That is surprising. Note that local calling areas are in reference to a particular exchange, not to a whole area -- Oak Ridges is a local call both to 416 and to Newmarket; parts of Mississauga are a local call both to 416 and points west of Mississauga; but Oak Ridges and those parts of Mississauga are not a local call between them.

You beat me to the punch. You can't do a linear map.
I just started working in Aurora and I can call Toronto and Newmarket locally. But not Vaughan, Markham or Richmond Hill.
Someone explained to me that Bell gave residents a choice as to whether they wanted the rest of York Region or Toronto as a local call and they made their choice. That might be apocryphal.

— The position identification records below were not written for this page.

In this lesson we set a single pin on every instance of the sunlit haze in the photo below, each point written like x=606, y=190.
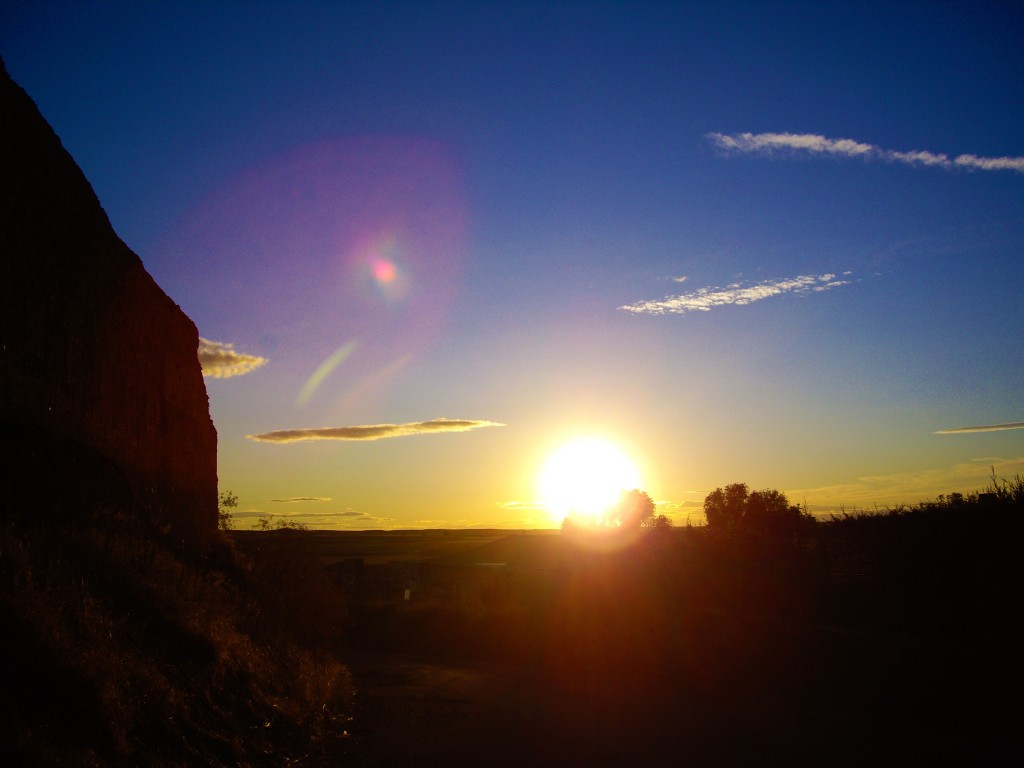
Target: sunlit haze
x=428, y=246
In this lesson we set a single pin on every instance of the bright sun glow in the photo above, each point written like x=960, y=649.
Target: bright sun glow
x=585, y=478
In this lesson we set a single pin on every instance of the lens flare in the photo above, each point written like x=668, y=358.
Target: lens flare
x=384, y=270
x=325, y=370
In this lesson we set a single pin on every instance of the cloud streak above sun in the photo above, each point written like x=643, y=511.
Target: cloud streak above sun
x=373, y=431
x=778, y=143
x=222, y=361
x=983, y=428
x=706, y=299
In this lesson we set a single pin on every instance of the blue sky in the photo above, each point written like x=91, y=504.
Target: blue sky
x=773, y=243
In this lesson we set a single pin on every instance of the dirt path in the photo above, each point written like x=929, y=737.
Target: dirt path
x=427, y=712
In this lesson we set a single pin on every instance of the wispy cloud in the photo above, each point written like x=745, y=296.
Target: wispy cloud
x=909, y=487
x=706, y=299
x=774, y=143
x=983, y=428
x=373, y=431
x=222, y=361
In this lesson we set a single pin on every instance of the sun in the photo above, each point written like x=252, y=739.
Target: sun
x=585, y=478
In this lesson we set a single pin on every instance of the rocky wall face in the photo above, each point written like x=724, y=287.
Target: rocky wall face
x=97, y=366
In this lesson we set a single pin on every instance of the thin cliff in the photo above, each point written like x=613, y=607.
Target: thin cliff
x=102, y=404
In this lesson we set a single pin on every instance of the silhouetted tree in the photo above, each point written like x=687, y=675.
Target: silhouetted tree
x=725, y=508
x=660, y=522
x=634, y=509
x=226, y=501
x=734, y=510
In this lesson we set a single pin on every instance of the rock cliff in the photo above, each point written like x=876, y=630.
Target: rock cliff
x=102, y=403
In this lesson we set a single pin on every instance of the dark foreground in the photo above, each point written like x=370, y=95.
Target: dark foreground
x=816, y=699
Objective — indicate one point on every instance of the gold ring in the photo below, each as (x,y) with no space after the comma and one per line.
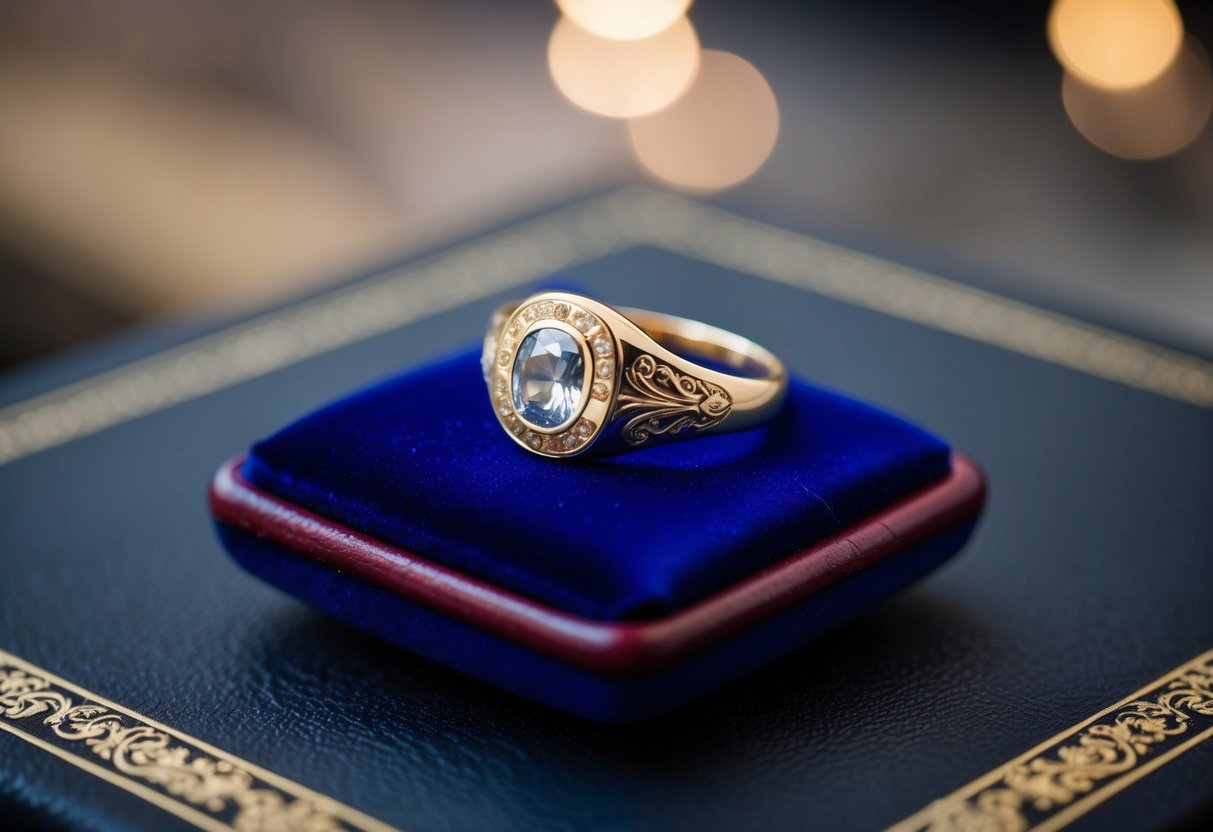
(568,374)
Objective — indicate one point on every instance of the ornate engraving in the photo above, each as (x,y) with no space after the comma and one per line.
(1086,764)
(184,778)
(662,400)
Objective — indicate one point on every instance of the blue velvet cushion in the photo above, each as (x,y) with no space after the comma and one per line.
(420,461)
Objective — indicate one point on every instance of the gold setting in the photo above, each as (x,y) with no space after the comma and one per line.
(633,391)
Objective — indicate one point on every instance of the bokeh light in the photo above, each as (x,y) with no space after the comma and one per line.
(622,78)
(718,134)
(626,20)
(1115,44)
(1150,121)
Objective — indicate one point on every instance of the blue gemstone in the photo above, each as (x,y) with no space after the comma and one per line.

As for the Wiki entry, it's dumb to have it apply to the old city of Toronto and we're at least 25 years past when Scarborough, North York etc were "outer surburbs." Anyone who goes to Wikipedia would certianly want info on TO as currently constituted. A sub-entry on the old city should be another entry.

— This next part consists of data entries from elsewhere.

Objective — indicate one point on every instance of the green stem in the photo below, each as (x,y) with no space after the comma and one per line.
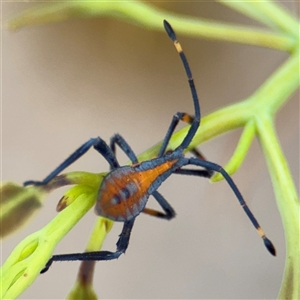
(151,17)
(287,202)
(267,12)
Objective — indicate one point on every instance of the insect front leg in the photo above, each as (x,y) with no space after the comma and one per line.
(97,143)
(122,245)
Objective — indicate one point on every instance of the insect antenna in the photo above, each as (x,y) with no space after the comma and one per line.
(196,122)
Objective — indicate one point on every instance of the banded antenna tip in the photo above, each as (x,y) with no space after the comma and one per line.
(170,31)
(270,246)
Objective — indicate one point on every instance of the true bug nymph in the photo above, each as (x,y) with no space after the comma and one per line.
(125,190)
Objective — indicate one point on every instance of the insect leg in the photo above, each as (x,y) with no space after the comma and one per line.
(98,144)
(169,211)
(214,167)
(120,141)
(207,173)
(122,245)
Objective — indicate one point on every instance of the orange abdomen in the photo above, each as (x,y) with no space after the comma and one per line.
(124,192)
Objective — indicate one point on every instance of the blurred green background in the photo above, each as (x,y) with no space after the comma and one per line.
(64,83)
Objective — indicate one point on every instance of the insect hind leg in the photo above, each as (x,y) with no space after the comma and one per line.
(219,169)
(169,212)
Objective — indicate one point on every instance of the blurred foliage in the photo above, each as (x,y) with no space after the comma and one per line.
(256,114)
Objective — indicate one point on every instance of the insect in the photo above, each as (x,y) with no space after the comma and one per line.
(124,192)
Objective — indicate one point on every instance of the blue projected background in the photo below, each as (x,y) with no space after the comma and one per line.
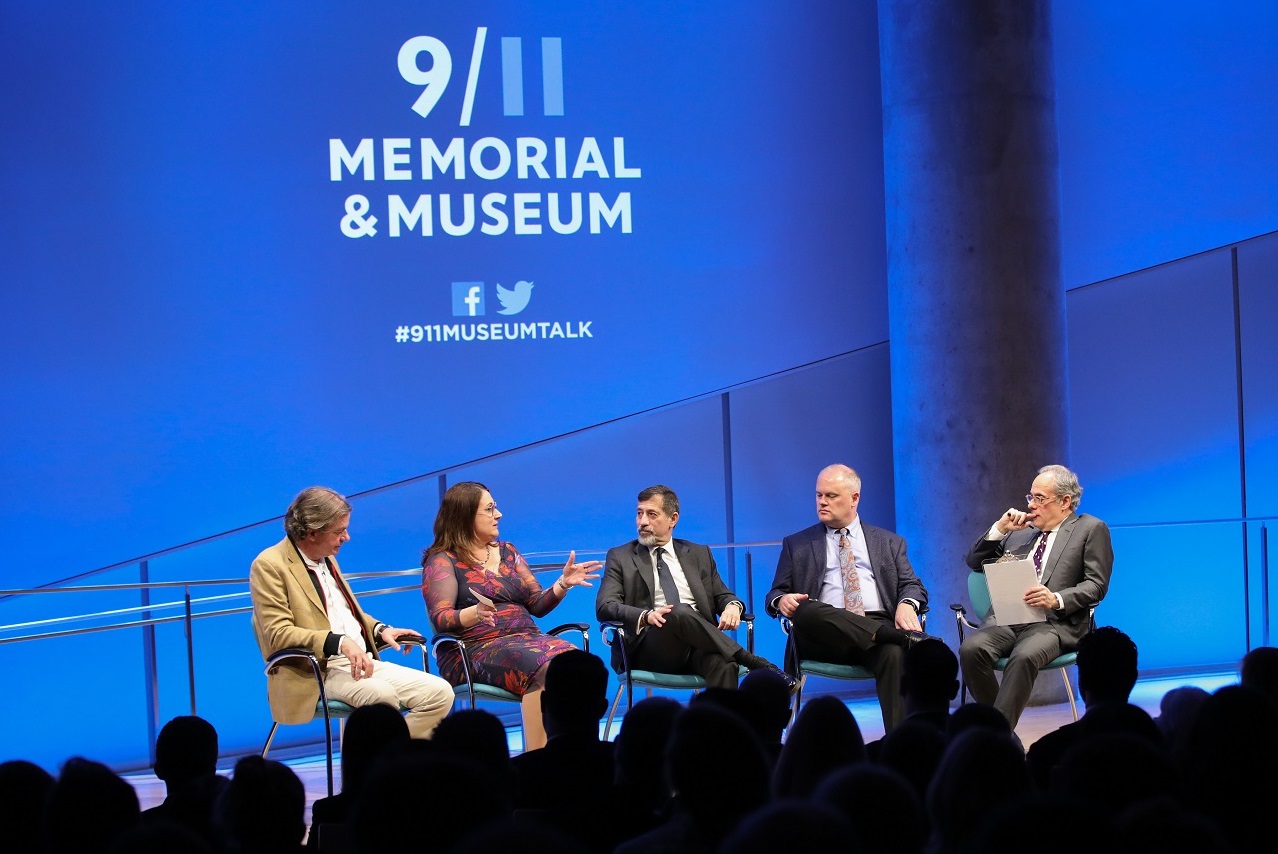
(208,304)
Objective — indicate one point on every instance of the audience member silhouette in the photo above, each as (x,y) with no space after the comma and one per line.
(87,808)
(1260,671)
(881,807)
(1108,771)
(371,733)
(984,716)
(709,789)
(568,783)
(982,771)
(914,751)
(718,775)
(929,682)
(263,808)
(474,734)
(187,762)
(768,697)
(1176,715)
(787,825)
(1231,748)
(1107,674)
(23,789)
(426,800)
(823,738)
(1164,825)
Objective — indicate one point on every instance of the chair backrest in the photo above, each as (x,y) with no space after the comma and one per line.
(978,593)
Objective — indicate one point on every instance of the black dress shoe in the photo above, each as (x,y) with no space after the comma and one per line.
(791,683)
(918,637)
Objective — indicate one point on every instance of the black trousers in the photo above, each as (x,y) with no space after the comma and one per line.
(688,643)
(837,636)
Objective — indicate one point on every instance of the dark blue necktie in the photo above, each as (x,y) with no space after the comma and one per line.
(1038,555)
(666,578)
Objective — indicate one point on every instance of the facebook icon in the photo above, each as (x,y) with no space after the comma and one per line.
(467,298)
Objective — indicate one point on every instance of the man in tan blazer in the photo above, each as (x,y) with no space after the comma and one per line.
(300,600)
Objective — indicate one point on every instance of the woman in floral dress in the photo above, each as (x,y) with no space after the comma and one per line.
(506,647)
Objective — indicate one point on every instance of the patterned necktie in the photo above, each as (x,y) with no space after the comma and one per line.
(1038,555)
(666,578)
(853,600)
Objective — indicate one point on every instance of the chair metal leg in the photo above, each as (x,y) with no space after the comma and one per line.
(269,739)
(798,701)
(1069,692)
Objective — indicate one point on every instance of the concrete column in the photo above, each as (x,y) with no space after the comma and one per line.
(979,398)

And thanks for those maps. I basically knew the differences but it's great to see them.
 
CDL.TO -- good point; I missed those 519 exchanges (the two Caledon ones). And, echoing TJ, thanks again for those maps.

Someone explained to me that Bell gave residents a choice as to whether they wanted the rest of York Region or Toronto as a local call and they made their choice. That might be apocryphal.

Sounds right. The CRTC has a long-standing mechanism by which -- and I'm a bit fuzzy on the details -- where a fixed-line phone company wants to expand a local calling area, either of its own motion or because a local government has passed a motion asking the phone company to do so (the phone company is then obliged by the CRTC to look into doing it), and doing so will increase residential retail prices by more than $1 per subscriber, a simple majority of subscribers have to agree to the expanded calling area and price hike in a plebiscite.
 
For the record, the census metropolitan area for New York extends into Pennsylvania. And that for Washington extends into West Virginia. So, if you think Orangeville is bad...
 
Yeah, I was comparing census metropolitan areas by area between Canada and the US, and theirs are massive in comparison. I believe Chicago's spreads across three states. For comparison:

Chicago metro: 28,163 sq km
Toronto metro: 7,125 sq km

To continue with the fun facts (I suppose this relates to the thread because I'm using Wikipedia) at 31,561 sq km, the Golden Horseshoe would be more comparable to American census metropolitan areas. I wonder if one day, in the "crazy future", the entire Golden Horseshoe will start to emerge as one interconnected mega-city. I often entertain myself thinking of the what-ifs and possibilities of the future here.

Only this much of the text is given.